Sometimes I get lost in my own head and have to fight to get out.
Perfectdreamingskull Perfectdreamingskull
22-25, F
2 Responses Aug 26, 2015

That's normal behaviour

But it's such a nice, safe place to be, isn't it?

Is this sarcastic?

No, not at all. I sometimes live in my head because it's easier than to be fully present to other people. Sometimes other people will challenge my way of thinking and looking at things, and that can be a bit scary at times. I don't know if that's how you feel, but it is how I feel.

Why scary?

Well, I have certain deep-seated beliefs that govern the way I live my life, and when I listen to other people's points of view, I sometimes have to wonder if maybe I've been wrong all along.
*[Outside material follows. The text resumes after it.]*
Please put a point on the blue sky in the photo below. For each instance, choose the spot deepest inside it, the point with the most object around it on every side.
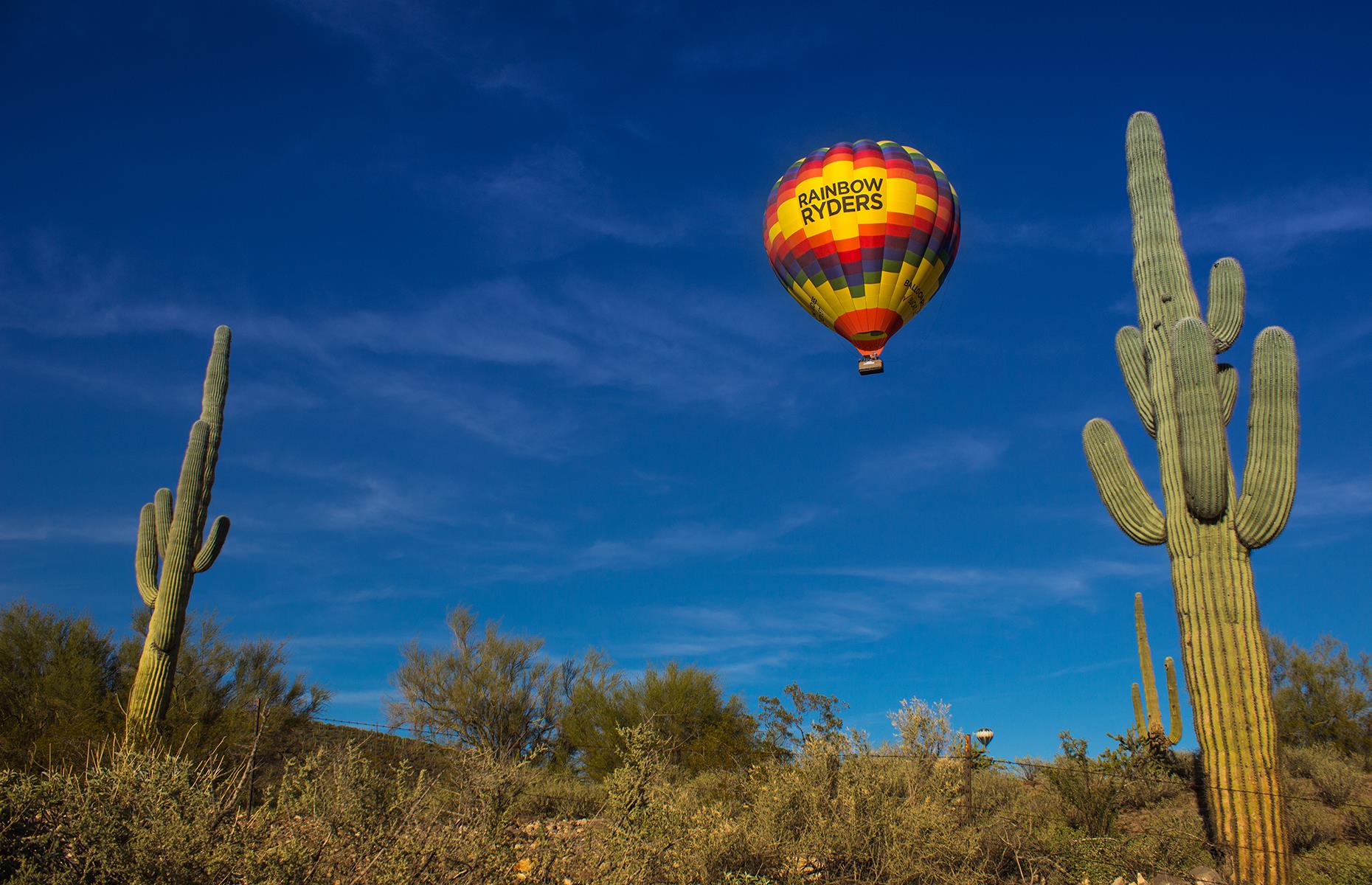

Then again, what if I'm right, but someone else convinces me that I've been wrong? It's always a risk to seriously consider what someone else is saying, if it radically contradicts what I believe in.

Are you talking about religion?

Among other things. Some of my beliefs go much deeper than what I believe about religion.

Such as?

My boyfriend wants me to move in with him. I've always believed that it's wrong to do that when you're not married yet. But he does have a separate bed that he would be happy to let me use. So I'm starting to question whether or not it would really be wrong. So I suppose religion does have quite a bit to do with it.

But it's about more than religion, it's about how I would feel about myself if I did that. And what if it didn't work out? How would that whole experience affect me? Those questions go way beyond my religious beliefs. It's about what I feel I can and can't handle, what risks I should and shouldn't take.

My mind is a vast and beyond ****** up place lol.

Oh, I'm sorry to hear that.

I don't have a response to religious morals. Other than it's just not for me.

I understand. A lot of people don't believe in religion, or don't feel that it should affect the way they live their lives. But I appreciate that you don't tell me that it's stupid or anything. I just have to figure out what the right thing is for me to do.

And I hope that you can be more at peace with your own mind. Sometimes our own thoughts can be contradictory and confusing too. I hope you can get it all sorted out.

How would you feel or what if it didn't work out, how would it effect you? These are all unknown factors everyone has to go through. That's just a fact of life. And people are amazingly resilient creatures. Don't let anxiety hold you back from living life.

Thanks. I won't. And I wish you all the best with whatever you're struggling with as well.